«

»

Oct 27

Correcting Excel Data Types in the Import Wizard

A common task that business intelligence professionals have to perform is to import data from Microsoft Excel into SQL Server.  This is usually a unnecessarily challenging project with many pitfalls.  One of the pitfalls is getting the SQL Import Export Wizard to correctly determine the data types.

One pattern that you occasionally see in data files is a column which is a sequential list of whole numbers, followed at the bottom with some strings.  This pattern can form when the data file was created in sorted order which will put all the alphanumeric strings at the bottom.

010 - Data List 1

020 - Data List 2

The way that the SQL Import Export Wizard determines data types of the Excel columns is to take a sample of the values.  Unfortunately, this sample is taken from a limited number of rows in the worksheet.  In this sample data file you can see that there are approximately 100 rows of numeric data followed by a string in the NaturalKey column.  The Import Wizard identifies both of the input columns as floats, which is obviously wrong.
030 - Incorrect Column Mapping 1

Now we have the clever idea of moving the record with the string up to the top of the file.  This is so that the Import Wizard will see the string in the sample of rows it takes.

040 - String at top

However, now the Import Wizard decides that there aren’t enough values of type Varchar to set the data type to Varchar.  Instead it only imports the data that matches the majority.  The string value ‘ABC123′ is omitted from the import.
030 - Incorrect Column Mapping 1 050 - Missing Data

This is one choice that SQL Server makes that is definitely wrong.  As a data professional, I would much rather have no data and an error than most of the data without getting any warning.  This is the kind of event that will cause much hand-wringing and forehead-scratching as you trace the missing data back from the final destination to the source.

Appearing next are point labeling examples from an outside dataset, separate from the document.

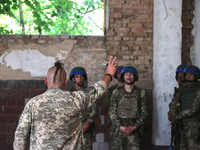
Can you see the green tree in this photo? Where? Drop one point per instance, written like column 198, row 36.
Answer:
column 49, row 16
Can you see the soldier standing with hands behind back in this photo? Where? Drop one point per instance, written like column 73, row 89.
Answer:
column 128, row 112
column 79, row 75
column 189, row 115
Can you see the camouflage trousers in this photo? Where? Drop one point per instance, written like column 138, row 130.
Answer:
column 88, row 136
column 190, row 138
column 125, row 142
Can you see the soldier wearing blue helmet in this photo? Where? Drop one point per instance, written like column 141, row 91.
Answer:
column 117, row 75
column 128, row 112
column 189, row 113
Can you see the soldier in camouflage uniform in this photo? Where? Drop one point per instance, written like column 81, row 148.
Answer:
column 117, row 75
column 52, row 120
column 189, row 114
column 79, row 75
column 128, row 112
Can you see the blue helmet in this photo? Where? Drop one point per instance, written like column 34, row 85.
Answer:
column 119, row 68
column 78, row 70
column 179, row 69
column 131, row 70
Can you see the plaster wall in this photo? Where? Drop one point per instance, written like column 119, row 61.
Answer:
column 195, row 50
column 32, row 60
column 167, row 56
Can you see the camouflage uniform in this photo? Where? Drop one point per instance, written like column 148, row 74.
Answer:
column 89, row 115
column 190, row 117
column 53, row 120
column 127, row 109
column 106, row 102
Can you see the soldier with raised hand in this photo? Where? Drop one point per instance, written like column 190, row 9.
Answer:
column 78, row 75
column 189, row 114
column 52, row 120
column 128, row 112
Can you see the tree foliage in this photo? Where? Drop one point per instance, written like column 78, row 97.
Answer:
column 49, row 16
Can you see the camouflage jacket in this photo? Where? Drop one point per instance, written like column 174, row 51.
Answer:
column 88, row 115
column 128, row 106
column 193, row 110
column 53, row 119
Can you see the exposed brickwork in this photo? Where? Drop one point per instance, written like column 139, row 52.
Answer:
column 187, row 37
column 130, row 34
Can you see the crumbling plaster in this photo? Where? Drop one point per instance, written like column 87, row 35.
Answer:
column 31, row 61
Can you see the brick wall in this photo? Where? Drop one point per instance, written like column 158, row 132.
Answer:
column 13, row 95
column 187, row 37
column 130, row 34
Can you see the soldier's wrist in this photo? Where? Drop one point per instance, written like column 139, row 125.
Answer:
column 107, row 74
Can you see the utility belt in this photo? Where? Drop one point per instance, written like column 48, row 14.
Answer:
column 192, row 122
column 127, row 121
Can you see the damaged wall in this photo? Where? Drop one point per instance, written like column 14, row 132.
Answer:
column 23, row 59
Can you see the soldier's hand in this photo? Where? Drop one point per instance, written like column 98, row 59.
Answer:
column 132, row 128
column 123, row 129
column 171, row 117
column 85, row 126
column 112, row 66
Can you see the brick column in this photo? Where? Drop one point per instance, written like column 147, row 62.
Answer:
column 167, row 56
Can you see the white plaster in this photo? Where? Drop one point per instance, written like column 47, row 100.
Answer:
column 167, row 56
column 32, row 61
column 195, row 50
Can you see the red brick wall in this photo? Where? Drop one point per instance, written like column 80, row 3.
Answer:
column 130, row 34
column 187, row 37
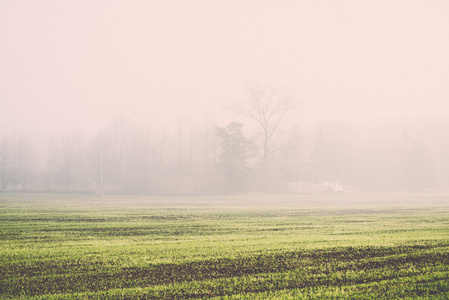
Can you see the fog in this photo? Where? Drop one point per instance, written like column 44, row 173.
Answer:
column 152, row 97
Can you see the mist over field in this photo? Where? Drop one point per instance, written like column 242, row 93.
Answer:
column 211, row 97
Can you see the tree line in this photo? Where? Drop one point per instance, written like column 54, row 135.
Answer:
column 200, row 157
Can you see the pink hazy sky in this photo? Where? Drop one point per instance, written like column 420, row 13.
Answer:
column 75, row 65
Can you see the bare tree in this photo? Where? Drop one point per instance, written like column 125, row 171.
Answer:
column 69, row 152
column 268, row 107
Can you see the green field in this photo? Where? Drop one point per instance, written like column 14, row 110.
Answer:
column 229, row 247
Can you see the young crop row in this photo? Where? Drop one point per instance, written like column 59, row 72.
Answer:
column 226, row 277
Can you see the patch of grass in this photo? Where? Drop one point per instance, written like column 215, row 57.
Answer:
column 115, row 248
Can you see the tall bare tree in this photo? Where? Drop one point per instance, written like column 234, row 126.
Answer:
column 268, row 107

One way to avoid this is to insert some dummy records at the top of the Excel file.  After some experimentation, it seems that Excel requires at least five rows with the correct data type to automatically map the data type.

060 - Dummy Variables Added

070 - Correct Column Mapping

After the import you’ll have to delete the extra rows from the destination table.

In conclusion, you sometimes have to use black magic to get the Import Wizard to correctly set data types on the import of an Excel file.